Two years later, Kitten's Baby Number Two came along. My mother had some baked goods to bring over to the PTA that evening so my father volunteered to drop the food off and then go to the hospital to see his new grandchild. From what we were able to piece together, on the way to the hospital my father stopped at his father's grave in Colma, and then continued to drive to San Franciscoon to 2667 Octavia Street instead of 3600 El Camino Real. On his way home, he missed a curve and drove into a living room on Parnassus, shearing off a telephone pole and a fire hydrant along his path. From viewing the pictures that my brother-in-law took at the wrecking yard, the telephone pole was a direct hit. Fortunately no one else was killed. After the funeral a woman in a fur coat approached my mother and apologized saying that she had told him not to come by that afternoon. After apologizing, the woman just walked away.

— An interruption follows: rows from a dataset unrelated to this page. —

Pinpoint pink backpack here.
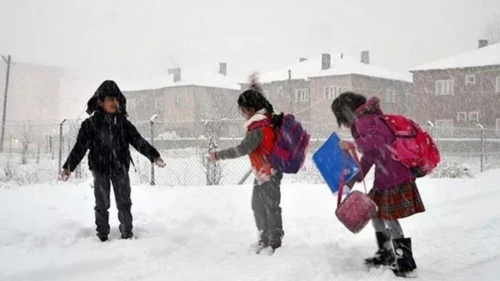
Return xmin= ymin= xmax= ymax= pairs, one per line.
xmin=335 ymin=149 xmax=377 ymax=234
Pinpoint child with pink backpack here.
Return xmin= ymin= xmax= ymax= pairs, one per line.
xmin=208 ymin=76 xmax=310 ymax=253
xmin=331 ymin=92 xmax=425 ymax=275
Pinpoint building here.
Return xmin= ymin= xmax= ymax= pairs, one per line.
xmin=244 ymin=51 xmax=412 ymax=136
xmin=411 ymin=40 xmax=500 ymax=134
xmin=121 ymin=63 xmax=241 ymax=137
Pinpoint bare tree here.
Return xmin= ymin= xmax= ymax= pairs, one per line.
xmin=203 ymin=120 xmax=223 ymax=185
xmin=483 ymin=13 xmax=500 ymax=44
xmin=200 ymin=90 xmax=237 ymax=185
xmin=21 ymin=122 xmax=33 ymax=165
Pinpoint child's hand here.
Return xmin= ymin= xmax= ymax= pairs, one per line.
xmin=339 ymin=140 xmax=355 ymax=151
xmin=59 ymin=169 xmax=71 ymax=181
xmin=155 ymin=157 xmax=167 ymax=168
xmin=342 ymin=185 xmax=352 ymax=195
xmin=207 ymin=152 xmax=217 ymax=162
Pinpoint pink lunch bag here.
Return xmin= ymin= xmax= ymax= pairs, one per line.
xmin=335 ymin=149 xmax=377 ymax=233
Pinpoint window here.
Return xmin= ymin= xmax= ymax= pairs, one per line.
xmin=495 ymin=118 xmax=500 ymax=136
xmin=155 ymin=98 xmax=163 ymax=110
xmin=325 ymin=86 xmax=342 ymax=100
xmin=436 ymin=119 xmax=453 ymax=137
xmin=457 ymin=112 xmax=467 ymax=122
xmin=295 ymin=89 xmax=309 ymax=102
xmin=127 ymin=99 xmax=135 ymax=110
xmin=436 ymin=119 xmax=453 ymax=128
xmin=465 ymin=74 xmax=476 ymax=86
xmin=436 ymin=79 xmax=453 ymax=96
xmin=469 ymin=111 xmax=479 ymax=122
xmin=276 ymin=86 xmax=283 ymax=96
xmin=385 ymin=88 xmax=396 ymax=103
xmin=175 ymin=97 xmax=184 ymax=107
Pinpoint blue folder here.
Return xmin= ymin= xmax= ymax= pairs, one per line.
xmin=312 ymin=133 xmax=359 ymax=193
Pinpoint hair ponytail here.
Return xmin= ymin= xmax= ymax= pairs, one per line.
xmin=263 ymin=96 xmax=283 ymax=128
xmin=248 ymin=73 xmax=264 ymax=94
xmin=238 ymin=73 xmax=283 ymax=128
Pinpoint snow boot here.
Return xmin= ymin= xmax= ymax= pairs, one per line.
xmin=257 ymin=230 xmax=269 ymax=247
xmin=392 ymin=238 xmax=417 ymax=276
xmin=97 ymin=234 xmax=108 ymax=242
xmin=121 ymin=233 xmax=134 ymax=239
xmin=365 ymin=232 xmax=396 ymax=266
xmin=269 ymin=230 xmax=283 ymax=251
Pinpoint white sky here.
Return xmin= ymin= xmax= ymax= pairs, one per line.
xmin=0 ymin=0 xmax=500 ymax=117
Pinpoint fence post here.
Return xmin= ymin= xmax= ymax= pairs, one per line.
xmin=477 ymin=124 xmax=484 ymax=173
xmin=59 ymin=119 xmax=66 ymax=171
xmin=427 ymin=121 xmax=434 ymax=138
xmin=149 ymin=114 xmax=158 ymax=185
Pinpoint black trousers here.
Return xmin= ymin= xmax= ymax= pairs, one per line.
xmin=93 ymin=172 xmax=133 ymax=238
xmin=252 ymin=174 xmax=284 ymax=235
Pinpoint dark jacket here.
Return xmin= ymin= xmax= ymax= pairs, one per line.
xmin=63 ymin=80 xmax=160 ymax=174
xmin=63 ymin=110 xmax=160 ymax=174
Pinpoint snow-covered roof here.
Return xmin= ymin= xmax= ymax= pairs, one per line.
xmin=410 ymin=43 xmax=500 ymax=71
xmin=260 ymin=52 xmax=413 ymax=83
xmin=120 ymin=66 xmax=241 ymax=91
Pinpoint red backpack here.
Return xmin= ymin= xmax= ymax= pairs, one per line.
xmin=382 ymin=115 xmax=440 ymax=177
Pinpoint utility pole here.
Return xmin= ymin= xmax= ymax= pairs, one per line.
xmin=0 ymin=55 xmax=12 ymax=152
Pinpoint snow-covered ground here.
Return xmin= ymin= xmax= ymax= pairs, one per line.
xmin=0 ymin=170 xmax=500 ymax=281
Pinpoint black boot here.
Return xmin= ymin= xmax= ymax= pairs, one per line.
xmin=392 ymin=238 xmax=417 ymax=276
xmin=269 ymin=230 xmax=284 ymax=251
xmin=97 ymin=234 xmax=108 ymax=242
xmin=258 ymin=230 xmax=269 ymax=247
xmin=365 ymin=232 xmax=396 ymax=266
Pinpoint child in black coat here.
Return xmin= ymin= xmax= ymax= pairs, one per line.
xmin=61 ymin=80 xmax=165 ymax=242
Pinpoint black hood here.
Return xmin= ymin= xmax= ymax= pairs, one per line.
xmin=86 ymin=80 xmax=128 ymax=116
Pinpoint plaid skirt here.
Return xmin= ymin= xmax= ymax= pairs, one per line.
xmin=368 ymin=181 xmax=425 ymax=220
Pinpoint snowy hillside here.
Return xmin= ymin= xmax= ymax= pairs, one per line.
xmin=0 ymin=170 xmax=500 ymax=281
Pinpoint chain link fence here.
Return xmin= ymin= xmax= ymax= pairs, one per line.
xmin=0 ymin=119 xmax=500 ymax=186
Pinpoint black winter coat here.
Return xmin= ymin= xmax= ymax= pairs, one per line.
xmin=63 ymin=110 xmax=160 ymax=174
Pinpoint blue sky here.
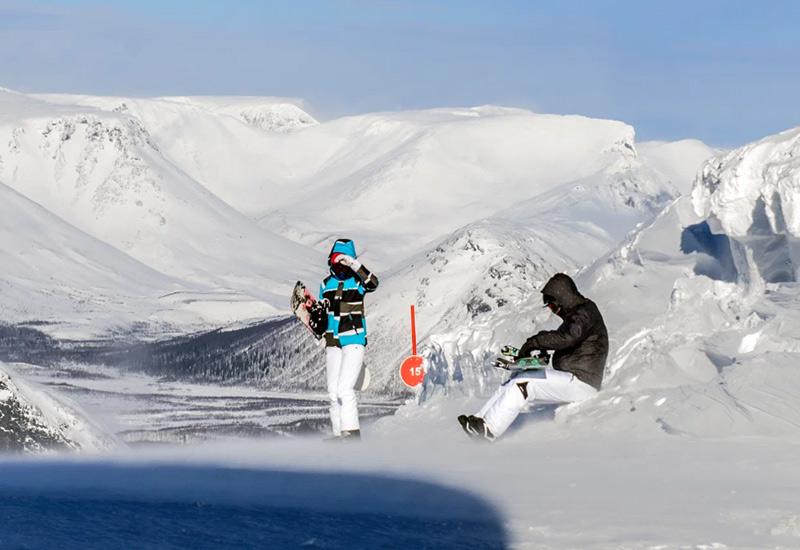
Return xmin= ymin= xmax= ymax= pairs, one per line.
xmin=0 ymin=0 xmax=800 ymax=146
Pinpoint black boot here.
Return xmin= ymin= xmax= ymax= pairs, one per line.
xmin=458 ymin=414 xmax=473 ymax=436
xmin=459 ymin=414 xmax=494 ymax=441
xmin=341 ymin=430 xmax=361 ymax=441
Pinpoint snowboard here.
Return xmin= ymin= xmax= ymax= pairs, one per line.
xmin=289 ymin=281 xmax=371 ymax=391
xmin=492 ymin=346 xmax=550 ymax=371
xmin=289 ymin=281 xmax=328 ymax=340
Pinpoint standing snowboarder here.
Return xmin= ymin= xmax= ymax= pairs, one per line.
xmin=458 ymin=273 xmax=608 ymax=441
xmin=319 ymin=239 xmax=378 ymax=439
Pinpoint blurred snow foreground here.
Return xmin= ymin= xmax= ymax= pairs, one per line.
xmin=0 ymin=86 xmax=800 ymax=549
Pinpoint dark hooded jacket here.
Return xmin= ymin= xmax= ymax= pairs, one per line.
xmin=524 ymin=273 xmax=608 ymax=390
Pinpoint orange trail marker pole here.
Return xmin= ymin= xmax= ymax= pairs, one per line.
xmin=411 ymin=304 xmax=417 ymax=355
xmin=400 ymin=304 xmax=425 ymax=388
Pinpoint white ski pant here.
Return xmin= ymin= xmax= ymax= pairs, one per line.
xmin=476 ymin=367 xmax=597 ymax=437
xmin=326 ymin=344 xmax=364 ymax=435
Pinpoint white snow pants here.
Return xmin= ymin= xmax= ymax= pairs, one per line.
xmin=326 ymin=344 xmax=364 ymax=435
xmin=476 ymin=367 xmax=597 ymax=437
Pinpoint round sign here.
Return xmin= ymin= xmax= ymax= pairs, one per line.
xmin=400 ymin=355 xmax=425 ymax=388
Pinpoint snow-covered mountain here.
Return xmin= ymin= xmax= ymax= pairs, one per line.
xmin=0 ymin=87 xmax=712 ymax=348
xmin=370 ymin=131 xmax=712 ymax=394
xmin=262 ymin=107 xmax=648 ymax=267
xmin=0 ymin=363 xmax=115 ymax=453
xmin=0 ymin=88 xmax=320 ymax=336
xmin=692 ymin=128 xmax=800 ymax=283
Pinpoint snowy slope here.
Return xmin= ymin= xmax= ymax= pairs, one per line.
xmin=0 ymin=182 xmax=282 ymax=338
xmin=0 ymin=93 xmax=319 ymax=311
xmin=368 ymin=135 xmax=688 ymax=396
xmin=692 ymin=128 xmax=800 ymax=283
xmin=262 ymin=107 xmax=648 ymax=266
xmin=556 ymin=130 xmax=800 ymax=436
xmin=0 ymin=363 xmax=115 ymax=453
xmin=636 ymin=139 xmax=723 ymax=195
xmin=37 ymin=95 xmax=316 ymax=216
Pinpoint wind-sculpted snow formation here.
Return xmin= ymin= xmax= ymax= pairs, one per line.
xmin=563 ymin=130 xmax=800 ymax=436
xmin=692 ymin=128 xmax=800 ymax=282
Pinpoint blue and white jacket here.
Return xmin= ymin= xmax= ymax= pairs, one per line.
xmin=319 ymin=239 xmax=378 ymax=347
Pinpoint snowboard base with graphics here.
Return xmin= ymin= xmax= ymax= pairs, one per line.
xmin=492 ymin=346 xmax=550 ymax=371
xmin=289 ymin=281 xmax=328 ymax=340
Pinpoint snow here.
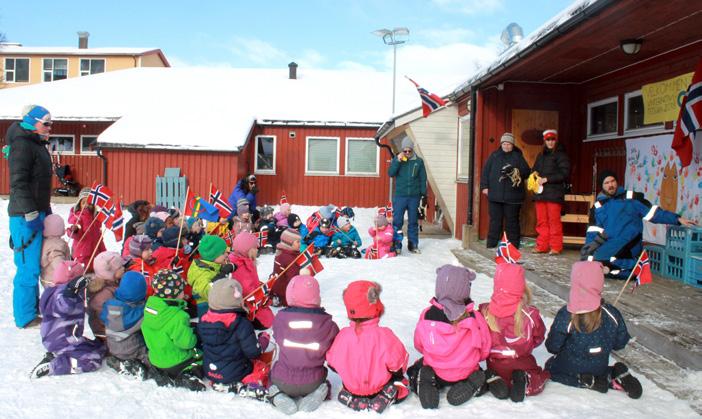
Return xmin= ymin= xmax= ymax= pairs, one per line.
xmin=0 ymin=200 xmax=702 ymax=418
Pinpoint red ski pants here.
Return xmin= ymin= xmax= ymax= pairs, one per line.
xmin=536 ymin=201 xmax=563 ymax=252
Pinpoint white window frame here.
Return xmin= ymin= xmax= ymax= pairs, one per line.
xmin=47 ymin=133 xmax=76 ymax=155
xmin=80 ymin=134 xmax=98 ymax=156
xmin=456 ymin=114 xmax=473 ymax=181
xmin=78 ymin=57 xmax=107 ymax=77
xmin=2 ymin=57 xmax=32 ymax=84
xmin=587 ymin=96 xmax=619 ymax=140
xmin=254 ymin=134 xmax=278 ymax=175
xmin=305 ymin=135 xmax=341 ymax=176
xmin=624 ymin=89 xmax=665 ymax=134
xmin=346 ymin=137 xmax=380 ymax=177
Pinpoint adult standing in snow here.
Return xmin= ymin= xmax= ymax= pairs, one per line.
xmin=6 ymin=105 xmax=51 ymax=328
xmin=388 ymin=137 xmax=427 ymax=253
xmin=534 ymin=129 xmax=570 ymax=255
xmin=480 ymin=132 xmax=531 ymax=248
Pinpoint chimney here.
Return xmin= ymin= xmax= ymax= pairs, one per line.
xmin=78 ymin=31 xmax=90 ymax=49
xmin=288 ymin=61 xmax=297 ymax=80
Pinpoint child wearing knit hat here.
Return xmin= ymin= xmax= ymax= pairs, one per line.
xmin=268 ymin=275 xmax=339 ymax=415
xmin=30 ymin=260 xmax=105 ymax=378
xmin=327 ymin=281 xmax=409 ymax=413
xmin=480 ymin=263 xmax=550 ymax=402
xmin=409 ymin=265 xmax=490 ymax=409
xmin=546 ymin=261 xmax=642 ymax=399
xmin=197 ymin=278 xmax=270 ymax=400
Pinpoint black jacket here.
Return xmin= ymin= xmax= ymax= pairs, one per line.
xmin=480 ymin=147 xmax=531 ymax=204
xmin=6 ymin=122 xmax=52 ymax=215
xmin=533 ymin=143 xmax=570 ymax=203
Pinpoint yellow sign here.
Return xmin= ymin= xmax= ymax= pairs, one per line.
xmin=641 ymin=73 xmax=693 ymax=124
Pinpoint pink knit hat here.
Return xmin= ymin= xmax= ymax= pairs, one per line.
xmin=53 ymin=260 xmax=85 ymax=286
xmin=568 ymin=261 xmax=604 ymax=314
xmin=285 ymin=275 xmax=322 ymax=308
xmin=43 ymin=214 xmax=66 ymax=237
xmin=488 ymin=263 xmax=526 ymax=317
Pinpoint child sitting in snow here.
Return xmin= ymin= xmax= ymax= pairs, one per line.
xmin=100 ymin=272 xmax=151 ymax=380
xmin=197 ymin=278 xmax=270 ymax=400
xmin=141 ymin=270 xmax=205 ymax=391
xmin=327 ymin=281 xmax=409 ymax=413
xmin=328 ymin=215 xmax=361 ymax=259
xmin=480 ymin=263 xmax=550 ymax=402
xmin=41 ymin=214 xmax=71 ymax=288
xmin=546 ymin=261 xmax=642 ymax=399
xmin=30 ymin=260 xmax=105 ymax=378
xmin=268 ymin=275 xmax=339 ymax=415
xmin=408 ymin=265 xmax=490 ymax=409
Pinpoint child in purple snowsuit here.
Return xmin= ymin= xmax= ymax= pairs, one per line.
xmin=30 ymin=261 xmax=105 ymax=378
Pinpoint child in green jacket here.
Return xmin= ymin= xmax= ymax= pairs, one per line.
xmin=141 ymin=269 xmax=205 ymax=391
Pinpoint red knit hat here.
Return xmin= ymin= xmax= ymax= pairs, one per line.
xmin=344 ymin=281 xmax=385 ymax=320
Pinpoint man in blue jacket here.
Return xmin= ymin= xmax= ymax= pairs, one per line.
xmin=388 ymin=137 xmax=427 ymax=253
xmin=581 ymin=170 xmax=697 ymax=279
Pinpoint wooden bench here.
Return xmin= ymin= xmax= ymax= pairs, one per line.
xmin=561 ymin=194 xmax=595 ymax=244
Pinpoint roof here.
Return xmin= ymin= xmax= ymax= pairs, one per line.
xmin=0 ymin=67 xmax=419 ymax=151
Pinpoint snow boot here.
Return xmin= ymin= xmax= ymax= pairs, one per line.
xmin=29 ymin=352 xmax=54 ymax=378
xmin=446 ymin=370 xmax=485 ymax=406
xmin=612 ymin=362 xmax=643 ymax=399
xmin=417 ymin=365 xmax=439 ymax=409
xmin=509 ymin=370 xmax=529 ymax=403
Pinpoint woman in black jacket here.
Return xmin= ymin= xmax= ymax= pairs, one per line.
xmin=480 ymin=132 xmax=531 ymax=248
xmin=534 ymin=129 xmax=570 ymax=255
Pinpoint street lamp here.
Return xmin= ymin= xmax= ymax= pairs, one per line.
xmin=371 ymin=28 xmax=409 ymax=115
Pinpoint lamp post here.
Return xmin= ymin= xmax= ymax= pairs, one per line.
xmin=371 ymin=28 xmax=409 ymax=115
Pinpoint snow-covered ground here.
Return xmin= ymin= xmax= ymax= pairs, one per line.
xmin=0 ymin=199 xmax=698 ymax=419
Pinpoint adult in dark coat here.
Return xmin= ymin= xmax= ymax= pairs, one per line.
xmin=534 ymin=129 xmax=570 ymax=255
xmin=480 ymin=132 xmax=531 ymax=248
xmin=6 ymin=105 xmax=52 ymax=327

When my parents taught my brother about the birds and the bees, they should have told him how to calculate a due date for a pregnancy too. Just before he died, my brother and I had a long talk about life and things we had never talked about before. We had always been friends so after a long and chronic illness, an unhappy marriage or two, and a bunch more kids, he “drank enough beer to make that Budweiser guy rich”. He told me that he knew that his first baby girl was not his child. He said men can tell those things instinctively, but he just couldn’t get Kitten and her French fry loving sister to leave him alone. And anyway, our parents were so busy with the wedding plans and saving their own face that they never stopped to ask my brother what he thought about the whole thing. He never took Kitten with him to Tijuana, he took Linda with him. He said that Kitten and her sister stayed at Dave’s house that weekend. Linda’s baby was my brothers’ first child. Dave ended up marrying Kittens sister, had four kids and was killed in a motorcycle accident with his brand new motorcycle on his 32nd birthday.

And since we were talking about those three years that had changed our family forever and how those events had brought such stress on all of us at one point or another, that night just before he passed away, I told him it’s very perplexing to me how people will go to great lengths to keep important truths from being known. And then he said, (and these were the last words I ever heard him speak) "All lies kill."